Mads Rydahl is cofounder of UNSILO, a Danish startup building semantic discovery tools for science. UNSILO works with leading Scientific Publishers to enrich their content and improve discoverability across domains and disciplines. UNSILO's discovery tools capture trending ideas and novel concepts as they emerge, and they help researchers find articles that describe parallel research of similar ideas across different domains and disciplines.

Mads has managed software development teams for over 20 years. He has built games for Lego Mindstorms, interfaces for Bang & Olufsen, search experiences for Stanford University, and was Director of Product and Design at SIRI, the DARPA funded voice assistant acquired by Apple in 2010.

Emily S Sena

Emily S Sena, PhD Research Fellow, Centre for Clinical Brain Sciences, University of Edinburgh Convener, CAMARADES.

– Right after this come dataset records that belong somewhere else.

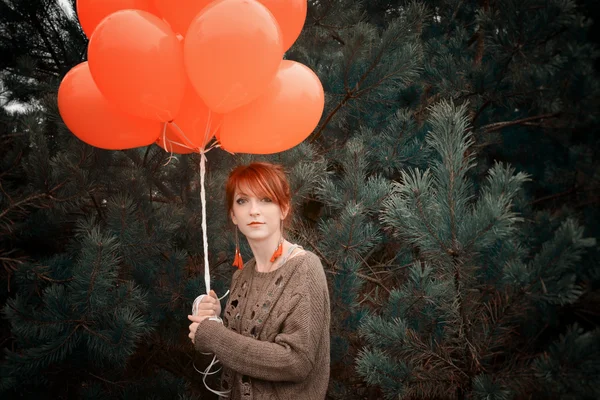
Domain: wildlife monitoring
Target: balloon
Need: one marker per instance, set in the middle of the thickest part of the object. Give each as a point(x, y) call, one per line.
point(181, 13)
point(231, 52)
point(290, 15)
point(281, 118)
point(136, 61)
point(97, 122)
point(196, 124)
point(91, 12)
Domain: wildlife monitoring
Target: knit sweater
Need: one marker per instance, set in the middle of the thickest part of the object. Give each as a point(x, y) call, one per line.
point(274, 340)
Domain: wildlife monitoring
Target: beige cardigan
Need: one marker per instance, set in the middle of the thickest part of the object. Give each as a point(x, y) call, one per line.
point(274, 340)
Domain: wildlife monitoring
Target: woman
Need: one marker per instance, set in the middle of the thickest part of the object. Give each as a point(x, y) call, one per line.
point(274, 338)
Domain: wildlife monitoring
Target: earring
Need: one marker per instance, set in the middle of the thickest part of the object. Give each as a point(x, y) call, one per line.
point(237, 259)
point(279, 249)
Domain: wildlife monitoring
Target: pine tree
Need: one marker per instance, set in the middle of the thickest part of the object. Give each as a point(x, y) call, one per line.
point(102, 251)
point(464, 324)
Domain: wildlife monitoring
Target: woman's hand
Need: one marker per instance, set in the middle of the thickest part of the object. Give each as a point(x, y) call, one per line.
point(208, 307)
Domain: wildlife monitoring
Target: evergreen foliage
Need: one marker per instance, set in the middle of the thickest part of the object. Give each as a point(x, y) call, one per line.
point(446, 191)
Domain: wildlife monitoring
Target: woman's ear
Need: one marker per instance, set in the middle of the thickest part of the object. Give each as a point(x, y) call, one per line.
point(284, 211)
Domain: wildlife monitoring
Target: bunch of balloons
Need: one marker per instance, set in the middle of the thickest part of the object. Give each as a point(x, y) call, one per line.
point(178, 73)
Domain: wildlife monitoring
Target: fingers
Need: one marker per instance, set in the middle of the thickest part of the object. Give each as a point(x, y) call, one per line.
point(210, 299)
point(198, 318)
point(193, 327)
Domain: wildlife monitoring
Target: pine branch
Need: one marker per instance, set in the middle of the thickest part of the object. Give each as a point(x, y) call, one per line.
point(500, 125)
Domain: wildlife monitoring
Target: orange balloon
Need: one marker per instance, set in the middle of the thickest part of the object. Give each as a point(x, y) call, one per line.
point(97, 122)
point(181, 13)
point(136, 61)
point(281, 118)
point(196, 124)
point(231, 52)
point(91, 12)
point(290, 15)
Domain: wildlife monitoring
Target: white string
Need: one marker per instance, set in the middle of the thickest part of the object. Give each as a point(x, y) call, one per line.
point(214, 361)
point(204, 235)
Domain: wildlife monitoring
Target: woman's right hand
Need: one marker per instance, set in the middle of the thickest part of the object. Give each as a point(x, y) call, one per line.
point(209, 306)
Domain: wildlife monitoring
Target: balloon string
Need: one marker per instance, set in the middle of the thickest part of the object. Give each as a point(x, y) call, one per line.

Emily has a background in neuroscience and is a research fellow specialised in the validity of preclinical studies. Her research interests are in the use of systematic review and meta-analysis of preclinical efficacy studies to increase the understanding of critical facets of translational medicine and developing new hypotheses for testing in the laboratory. Since 2015 she has led the Collaborative Approach to Meta-Analysis and Review of Animal Data from Experimental Studies (CAMARADES), a multicentre international research collaboration facilitating the pooling and analysis of data from a range of disease models across the basic sciences. To support this she has developed an internationally accessible database, similar to the Cochrane library, to facilitate interpretation of the preclinical data used to justify progression to clinical trial. Her research has informed laboratory practice guidelines, editorial policy and the design of clinical trial protocols.

Sarah McCann

Sarah McCann is a Marie Skłodowska-Curie Research Fellow with CAMARADES at the Centre for Clinical Brain Sciences, University of Edinburgh. During her doctoral training at the University of Melbourne, Australia, she investigated the regulation of oxidative stress in animal models of stroke. Subsequently, her research has centred on analysis of preclinical studies to help understand and resolve the translational failure between animal experiments and clinical trials. Her current research interests are developing analysis methods to more reliably inform selection of drugs for advancement, identifying aspects of experimental design that contribute to biased outcomes, and reducing research waste.